Students should master the concepts of Object Oriented Programming (OOP) using Java language and Relational Databases.

It is recommended the completion of the following courses:
– Programming Fundamentals;
– Data Structures;
– Databases;
– Programming.

Teaching Methodologies

The following teaching methodologies are used in this course:

1 – Expository method: explanatory method where theoretical foundations and concept are presented by the teacher and discussed with the class, followed by demonstrative examples;

2 – Experimental method: active method where the student develops knowledge through problem solving and the development of individual laboratory projects or group dynamics, being the predominant method.

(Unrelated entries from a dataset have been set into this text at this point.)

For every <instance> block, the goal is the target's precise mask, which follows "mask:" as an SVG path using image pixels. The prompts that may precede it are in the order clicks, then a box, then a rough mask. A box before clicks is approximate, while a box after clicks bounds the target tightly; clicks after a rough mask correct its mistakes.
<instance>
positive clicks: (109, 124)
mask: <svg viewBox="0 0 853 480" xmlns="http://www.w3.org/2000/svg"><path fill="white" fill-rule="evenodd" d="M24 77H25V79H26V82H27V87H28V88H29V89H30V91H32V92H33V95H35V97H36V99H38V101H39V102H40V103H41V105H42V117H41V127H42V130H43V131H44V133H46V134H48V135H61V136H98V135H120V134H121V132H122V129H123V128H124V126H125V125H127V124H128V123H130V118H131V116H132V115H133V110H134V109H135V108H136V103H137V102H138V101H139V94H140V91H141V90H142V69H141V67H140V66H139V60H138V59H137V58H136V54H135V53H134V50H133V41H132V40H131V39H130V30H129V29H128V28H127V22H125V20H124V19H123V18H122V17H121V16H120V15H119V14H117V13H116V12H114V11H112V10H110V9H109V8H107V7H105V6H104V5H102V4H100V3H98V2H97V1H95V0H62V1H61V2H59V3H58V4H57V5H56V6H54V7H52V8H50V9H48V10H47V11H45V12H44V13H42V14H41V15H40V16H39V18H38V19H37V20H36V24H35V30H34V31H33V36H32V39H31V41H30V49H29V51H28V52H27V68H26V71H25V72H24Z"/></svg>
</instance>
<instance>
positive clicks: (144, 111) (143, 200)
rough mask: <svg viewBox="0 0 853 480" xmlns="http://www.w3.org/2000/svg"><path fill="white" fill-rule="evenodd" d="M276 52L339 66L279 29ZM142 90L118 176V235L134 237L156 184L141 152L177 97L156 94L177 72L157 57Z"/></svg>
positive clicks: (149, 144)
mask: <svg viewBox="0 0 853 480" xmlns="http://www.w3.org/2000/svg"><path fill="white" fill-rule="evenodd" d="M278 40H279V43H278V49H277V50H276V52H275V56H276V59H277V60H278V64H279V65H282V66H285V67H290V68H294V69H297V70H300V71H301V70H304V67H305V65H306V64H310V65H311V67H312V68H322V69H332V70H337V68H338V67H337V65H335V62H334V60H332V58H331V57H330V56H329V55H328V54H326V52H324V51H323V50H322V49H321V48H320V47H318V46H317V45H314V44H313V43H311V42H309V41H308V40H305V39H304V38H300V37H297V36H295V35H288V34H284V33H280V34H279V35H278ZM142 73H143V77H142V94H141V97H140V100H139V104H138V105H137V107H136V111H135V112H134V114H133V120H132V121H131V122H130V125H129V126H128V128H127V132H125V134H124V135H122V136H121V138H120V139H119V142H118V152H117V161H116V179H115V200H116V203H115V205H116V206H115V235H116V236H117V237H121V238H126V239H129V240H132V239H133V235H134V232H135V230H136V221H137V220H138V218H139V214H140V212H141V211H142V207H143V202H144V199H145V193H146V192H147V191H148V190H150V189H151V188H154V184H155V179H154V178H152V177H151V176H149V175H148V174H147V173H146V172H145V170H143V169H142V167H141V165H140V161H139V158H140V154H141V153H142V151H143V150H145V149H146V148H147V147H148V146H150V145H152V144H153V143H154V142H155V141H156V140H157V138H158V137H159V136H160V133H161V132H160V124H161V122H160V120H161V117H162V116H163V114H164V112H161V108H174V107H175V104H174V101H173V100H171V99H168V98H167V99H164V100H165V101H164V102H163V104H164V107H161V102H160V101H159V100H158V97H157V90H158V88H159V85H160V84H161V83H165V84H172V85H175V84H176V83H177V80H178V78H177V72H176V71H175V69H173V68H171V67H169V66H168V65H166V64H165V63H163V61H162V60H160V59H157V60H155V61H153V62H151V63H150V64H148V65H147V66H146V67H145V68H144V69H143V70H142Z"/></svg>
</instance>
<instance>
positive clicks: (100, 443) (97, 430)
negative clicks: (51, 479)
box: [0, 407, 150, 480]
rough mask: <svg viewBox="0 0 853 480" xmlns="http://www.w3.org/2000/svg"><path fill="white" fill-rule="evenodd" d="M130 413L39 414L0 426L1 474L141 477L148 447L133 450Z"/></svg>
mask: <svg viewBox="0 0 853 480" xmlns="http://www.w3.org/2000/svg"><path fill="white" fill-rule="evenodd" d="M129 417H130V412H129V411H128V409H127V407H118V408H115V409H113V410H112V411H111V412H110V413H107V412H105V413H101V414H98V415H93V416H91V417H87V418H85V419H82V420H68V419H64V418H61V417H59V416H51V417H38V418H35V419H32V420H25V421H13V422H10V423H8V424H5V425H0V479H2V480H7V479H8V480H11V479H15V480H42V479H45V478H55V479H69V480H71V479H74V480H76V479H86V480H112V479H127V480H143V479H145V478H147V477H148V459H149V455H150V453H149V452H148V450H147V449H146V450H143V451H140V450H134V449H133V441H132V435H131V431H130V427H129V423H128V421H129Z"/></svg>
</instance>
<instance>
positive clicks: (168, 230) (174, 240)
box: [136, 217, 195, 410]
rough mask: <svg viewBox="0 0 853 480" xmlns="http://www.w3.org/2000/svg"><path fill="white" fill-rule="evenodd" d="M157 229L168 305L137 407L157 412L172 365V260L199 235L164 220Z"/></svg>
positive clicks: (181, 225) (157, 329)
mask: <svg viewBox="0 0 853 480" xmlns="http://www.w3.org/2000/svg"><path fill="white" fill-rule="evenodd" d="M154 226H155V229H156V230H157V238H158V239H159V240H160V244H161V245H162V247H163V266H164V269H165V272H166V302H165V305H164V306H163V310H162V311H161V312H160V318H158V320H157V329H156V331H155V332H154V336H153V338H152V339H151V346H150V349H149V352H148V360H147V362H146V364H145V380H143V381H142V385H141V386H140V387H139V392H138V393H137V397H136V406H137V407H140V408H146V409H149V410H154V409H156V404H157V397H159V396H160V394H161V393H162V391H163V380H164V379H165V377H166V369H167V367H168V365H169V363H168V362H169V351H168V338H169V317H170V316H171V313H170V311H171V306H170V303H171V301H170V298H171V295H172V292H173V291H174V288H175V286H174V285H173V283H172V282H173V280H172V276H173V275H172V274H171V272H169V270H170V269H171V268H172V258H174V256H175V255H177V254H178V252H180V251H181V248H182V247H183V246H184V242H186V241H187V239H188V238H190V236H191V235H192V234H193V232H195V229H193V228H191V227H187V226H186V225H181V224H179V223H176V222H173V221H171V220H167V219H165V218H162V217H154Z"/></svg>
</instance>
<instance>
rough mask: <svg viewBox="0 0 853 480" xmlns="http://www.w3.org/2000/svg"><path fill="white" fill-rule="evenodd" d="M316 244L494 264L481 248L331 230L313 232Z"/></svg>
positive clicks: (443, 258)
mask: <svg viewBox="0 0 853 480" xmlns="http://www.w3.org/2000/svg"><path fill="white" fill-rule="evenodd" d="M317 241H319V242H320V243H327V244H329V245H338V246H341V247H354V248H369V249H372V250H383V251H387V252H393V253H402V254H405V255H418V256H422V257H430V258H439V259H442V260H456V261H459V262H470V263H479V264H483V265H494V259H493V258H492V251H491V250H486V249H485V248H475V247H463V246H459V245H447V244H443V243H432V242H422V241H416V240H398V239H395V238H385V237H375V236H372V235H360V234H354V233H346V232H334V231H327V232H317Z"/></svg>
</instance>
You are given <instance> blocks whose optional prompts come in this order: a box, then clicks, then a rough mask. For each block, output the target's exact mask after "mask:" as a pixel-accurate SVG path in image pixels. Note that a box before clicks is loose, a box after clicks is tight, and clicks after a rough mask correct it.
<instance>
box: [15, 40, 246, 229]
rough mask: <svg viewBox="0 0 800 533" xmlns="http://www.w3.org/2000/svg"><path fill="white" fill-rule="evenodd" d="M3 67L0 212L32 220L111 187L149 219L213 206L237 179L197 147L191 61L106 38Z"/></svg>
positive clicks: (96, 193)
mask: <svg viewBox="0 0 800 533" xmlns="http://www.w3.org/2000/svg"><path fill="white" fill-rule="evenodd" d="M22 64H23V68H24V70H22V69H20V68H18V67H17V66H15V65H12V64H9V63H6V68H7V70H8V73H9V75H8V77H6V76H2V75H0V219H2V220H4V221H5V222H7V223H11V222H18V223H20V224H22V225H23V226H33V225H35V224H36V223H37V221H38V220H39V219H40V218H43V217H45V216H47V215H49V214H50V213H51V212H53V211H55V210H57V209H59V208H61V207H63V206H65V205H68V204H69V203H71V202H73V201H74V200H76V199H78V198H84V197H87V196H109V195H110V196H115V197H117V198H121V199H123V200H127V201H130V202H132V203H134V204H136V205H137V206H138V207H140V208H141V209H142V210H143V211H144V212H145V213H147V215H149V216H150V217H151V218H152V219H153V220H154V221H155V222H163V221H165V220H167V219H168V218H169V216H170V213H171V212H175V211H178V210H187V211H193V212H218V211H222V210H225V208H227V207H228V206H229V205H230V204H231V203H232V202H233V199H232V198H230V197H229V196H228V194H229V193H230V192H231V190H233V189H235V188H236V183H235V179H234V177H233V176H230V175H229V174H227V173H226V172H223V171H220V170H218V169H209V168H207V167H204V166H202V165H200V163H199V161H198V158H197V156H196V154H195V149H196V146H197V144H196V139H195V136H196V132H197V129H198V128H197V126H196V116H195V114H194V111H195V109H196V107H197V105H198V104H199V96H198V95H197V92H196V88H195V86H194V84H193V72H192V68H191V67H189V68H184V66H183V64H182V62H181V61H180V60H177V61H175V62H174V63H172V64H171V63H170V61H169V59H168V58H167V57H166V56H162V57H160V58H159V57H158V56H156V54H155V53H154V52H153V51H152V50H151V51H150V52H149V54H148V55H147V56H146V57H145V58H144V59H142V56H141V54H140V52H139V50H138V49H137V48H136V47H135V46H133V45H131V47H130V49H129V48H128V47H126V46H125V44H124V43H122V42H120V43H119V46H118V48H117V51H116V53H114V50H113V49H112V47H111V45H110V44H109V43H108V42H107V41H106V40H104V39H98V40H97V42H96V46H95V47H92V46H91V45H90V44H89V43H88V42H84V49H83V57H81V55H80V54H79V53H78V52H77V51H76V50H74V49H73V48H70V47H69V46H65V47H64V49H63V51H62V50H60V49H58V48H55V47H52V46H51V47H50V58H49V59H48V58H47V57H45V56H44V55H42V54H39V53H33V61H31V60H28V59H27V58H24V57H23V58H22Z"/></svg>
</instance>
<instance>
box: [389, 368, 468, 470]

Each class will consist of two moments:

1 – Introductory presentation: At the beginning of the class, the teacher exposes and discusses the new contents under study with the students;

2 – Practical application: After the introductory presentation, students develop work assignments and programming projects, individually and together, for the practical application of new concepts, independently and under the guidance of the teacher;

This will be a predominantly practical curricular unit and focused on the development of programming projects.

Learning Results

It is expected that at the end of the course the student will be able to:

1. Demonstrate the basic concepts of Object Oriented Programming (OOP): objects, classes, polymorphism, inheritance;

2. Handle persistent memory structures: access to relational databases using ODBC;

3. Develop applications with network communication and parallelism;

4. Implement and manipulate user interaction interfaces and develop graphics applications in Java Swing/Java FX.

5. Design and implement applications using the Java language.

Program

1. Support elements for Java application development: Code management (Packages); Code Documentation (JavaDoc); Java Archives (JAR); Java Conventions; Formatting numbers, dates and calendars; Regular Expressions; Universal access to resources / files; Task scheduling; Print; Calls to the operating system;

2. Debugging and logging;

3. Access and manipulation of relational databases through ODBC and JDBC;

4. Concurring systems; Thread synchronization;

5. Network programming; communication through sockets; client-server architecture;

6. Graphical interfaces (Java Swing, Java FX and AWT); Components; Positioning Managers; Event processors; Interface Formatting;

7. Application development using MVC (Model, View, Controller).

Curricular Unit Teachers

Grading Methods

Final evaluation
  • - an individual project with presentation (70%). - 70.0%
  • - an individual written test (30%) - 30.0%
Periodic Evaluation
  • - three individual practical assignments (with weights of 20%, 25% and 25%) - 70.0%
  • - a final group project, with presentation (30%); - 30.0%

Internship(s)

NAO

Bibliography

Flanagan, D. , & Evans, B. (2019). Java in a nutshell: A desktop quick reference. (7th ed.). O’Reilly.

Jesus, C. (2013). Curso prático de java. FCA.

Martins, F.M. (2017). Java 8: POO + construções funcionais. FCA.  

Martins, F.M. (2014). Projectos de POO em java. FCA.

Urma, R., Fusco, M., & Mycroft, A. (2018). Modern java in action – Lambdas, streams, functional and reactive programming. Manning.